Cannon Hack
April 21st, 2007 by Wyatt
As many of you know, MIT is famous for its culture of hacking. In the MIT vernacular, hacking is non-destructive, innocuous fun that may bend the rules of legality. This has included famous hacks like placing a working police car or fire engine on the roof of the MIT dome or threading a telephone pole through the hallway of a dorm.
I have been meaning to mention one of the highest profile and most impressive hacks to date which occurred about a year ago in April of 2006. MIT hackers were able to successfully move the famous Caltech cannon to the MIT campus without any permission or legal authority. Even better, they manufactured an oversized MIT class ring (known as a brass rat) that was placed on the cannon. These pictures were taken in front of the Green Building on MIT’s campus last year (credit to Donna Coveney of MIT, Dean Phillips of Technology Review, and the Howe & Ser website):




You can read the whole story in Technology Review here.
The kicker to this story is a letter to the editor from an MIT alum who happens to live near Caltech. It seems the school in Pasadena took some extra precautions to make sure it isn’t so easy to swipe the cannon in the future.

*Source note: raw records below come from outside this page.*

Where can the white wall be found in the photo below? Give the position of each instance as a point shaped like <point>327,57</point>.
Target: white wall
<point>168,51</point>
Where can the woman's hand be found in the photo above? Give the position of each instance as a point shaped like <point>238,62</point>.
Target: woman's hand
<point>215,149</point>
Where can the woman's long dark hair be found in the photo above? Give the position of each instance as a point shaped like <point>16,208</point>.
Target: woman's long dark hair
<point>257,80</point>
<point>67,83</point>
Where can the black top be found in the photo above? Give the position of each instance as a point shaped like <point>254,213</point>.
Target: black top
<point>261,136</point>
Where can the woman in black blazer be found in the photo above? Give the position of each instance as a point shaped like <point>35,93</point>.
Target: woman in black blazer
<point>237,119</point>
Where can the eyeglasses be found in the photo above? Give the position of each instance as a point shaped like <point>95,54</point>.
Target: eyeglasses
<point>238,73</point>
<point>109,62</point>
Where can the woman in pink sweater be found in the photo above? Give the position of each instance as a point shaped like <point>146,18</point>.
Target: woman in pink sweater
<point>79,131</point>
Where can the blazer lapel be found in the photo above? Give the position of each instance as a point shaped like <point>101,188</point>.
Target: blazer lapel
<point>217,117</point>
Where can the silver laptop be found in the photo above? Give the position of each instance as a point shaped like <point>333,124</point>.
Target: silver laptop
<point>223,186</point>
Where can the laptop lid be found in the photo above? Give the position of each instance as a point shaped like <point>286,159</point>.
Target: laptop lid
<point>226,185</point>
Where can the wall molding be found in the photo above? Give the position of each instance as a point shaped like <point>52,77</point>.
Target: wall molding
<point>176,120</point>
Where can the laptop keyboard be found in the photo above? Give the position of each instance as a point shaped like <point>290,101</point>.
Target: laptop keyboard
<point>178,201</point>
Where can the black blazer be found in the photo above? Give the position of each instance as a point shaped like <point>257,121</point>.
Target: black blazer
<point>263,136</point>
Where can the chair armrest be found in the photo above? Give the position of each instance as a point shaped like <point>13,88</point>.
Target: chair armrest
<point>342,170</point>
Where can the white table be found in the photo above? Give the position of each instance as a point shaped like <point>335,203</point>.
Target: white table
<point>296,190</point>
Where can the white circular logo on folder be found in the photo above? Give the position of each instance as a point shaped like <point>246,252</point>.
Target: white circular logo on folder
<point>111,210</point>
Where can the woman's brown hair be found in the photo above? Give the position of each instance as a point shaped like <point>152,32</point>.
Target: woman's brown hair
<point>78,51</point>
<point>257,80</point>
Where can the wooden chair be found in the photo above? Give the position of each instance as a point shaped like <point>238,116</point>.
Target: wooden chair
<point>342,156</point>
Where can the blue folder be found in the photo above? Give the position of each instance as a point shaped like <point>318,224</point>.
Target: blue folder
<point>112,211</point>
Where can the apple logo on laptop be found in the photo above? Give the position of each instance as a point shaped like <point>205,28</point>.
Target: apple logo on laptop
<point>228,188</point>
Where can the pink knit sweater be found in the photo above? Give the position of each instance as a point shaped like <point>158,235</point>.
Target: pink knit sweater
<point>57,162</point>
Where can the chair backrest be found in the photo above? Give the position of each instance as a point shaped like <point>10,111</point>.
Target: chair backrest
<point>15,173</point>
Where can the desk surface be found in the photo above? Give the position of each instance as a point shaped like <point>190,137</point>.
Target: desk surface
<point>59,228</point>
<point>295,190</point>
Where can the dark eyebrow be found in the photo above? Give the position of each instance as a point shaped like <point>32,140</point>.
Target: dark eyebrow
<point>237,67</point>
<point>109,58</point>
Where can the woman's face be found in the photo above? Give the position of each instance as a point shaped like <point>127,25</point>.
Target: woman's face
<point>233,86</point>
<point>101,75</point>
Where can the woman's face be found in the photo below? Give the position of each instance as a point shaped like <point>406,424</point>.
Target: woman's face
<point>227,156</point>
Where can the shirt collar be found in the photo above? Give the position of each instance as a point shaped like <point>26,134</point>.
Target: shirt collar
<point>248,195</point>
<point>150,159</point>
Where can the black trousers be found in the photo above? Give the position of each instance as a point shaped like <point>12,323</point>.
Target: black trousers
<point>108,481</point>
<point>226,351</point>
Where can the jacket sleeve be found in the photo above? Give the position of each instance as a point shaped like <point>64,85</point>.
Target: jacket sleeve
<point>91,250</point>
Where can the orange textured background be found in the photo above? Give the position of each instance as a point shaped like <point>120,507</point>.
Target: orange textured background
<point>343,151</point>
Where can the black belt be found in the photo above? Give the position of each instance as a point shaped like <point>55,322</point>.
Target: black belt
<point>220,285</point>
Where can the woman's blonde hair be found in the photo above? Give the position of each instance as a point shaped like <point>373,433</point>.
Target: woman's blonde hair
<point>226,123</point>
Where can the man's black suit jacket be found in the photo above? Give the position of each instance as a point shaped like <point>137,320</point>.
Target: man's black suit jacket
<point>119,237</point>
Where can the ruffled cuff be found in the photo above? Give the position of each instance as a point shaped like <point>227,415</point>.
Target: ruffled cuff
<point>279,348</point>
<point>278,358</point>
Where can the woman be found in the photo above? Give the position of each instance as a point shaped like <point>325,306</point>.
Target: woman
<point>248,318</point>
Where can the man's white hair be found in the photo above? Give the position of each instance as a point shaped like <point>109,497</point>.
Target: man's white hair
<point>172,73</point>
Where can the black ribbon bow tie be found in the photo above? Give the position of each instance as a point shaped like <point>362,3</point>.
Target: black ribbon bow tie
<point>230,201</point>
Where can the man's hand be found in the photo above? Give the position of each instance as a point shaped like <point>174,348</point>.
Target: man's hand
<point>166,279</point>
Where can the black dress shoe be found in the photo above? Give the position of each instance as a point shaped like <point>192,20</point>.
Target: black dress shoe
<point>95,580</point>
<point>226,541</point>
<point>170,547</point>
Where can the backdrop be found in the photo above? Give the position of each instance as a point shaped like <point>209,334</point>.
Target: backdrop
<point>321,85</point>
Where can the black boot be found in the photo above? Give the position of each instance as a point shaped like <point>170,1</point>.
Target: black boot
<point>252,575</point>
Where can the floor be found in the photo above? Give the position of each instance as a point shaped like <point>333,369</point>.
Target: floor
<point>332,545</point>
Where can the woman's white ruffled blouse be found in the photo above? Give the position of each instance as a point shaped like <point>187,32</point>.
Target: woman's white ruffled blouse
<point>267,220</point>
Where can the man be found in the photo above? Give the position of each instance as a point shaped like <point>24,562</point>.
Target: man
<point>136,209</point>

MIT and Caltech hackers have gone intercampus, coast-to-coast, in recent years, as reported in the September/October 2006 issue. As retribution for a Caltech hack, MIT hackers had a large cannon transported from the Caltech campus to the MIT campus. (Caltech had acquired the cannon as a gift when a local military academy morphed into a general college-prep school.) Caltech students, of course, transported it back to Pasadena. But as an MIT alumnus, a Pasadena resident, and a Caltech associate, I was surprised to find that instead of returning to its place in front of Fleming residence hall, on the Olive Walk between the faculty club and the main library, the cannon reappeared chained to a large sycamore tree in front of the nearby residence that serves as the hall for undergraduate registration. I was also surprised to find on closer examination that the chain is much heavier than any I ever purchased for use with my D-8 Caterpillar bulldozer on my central-coast ranch!
Henry Lee ‘47
South El Monte, CA
It’s been over a year, but this story still makes me smile.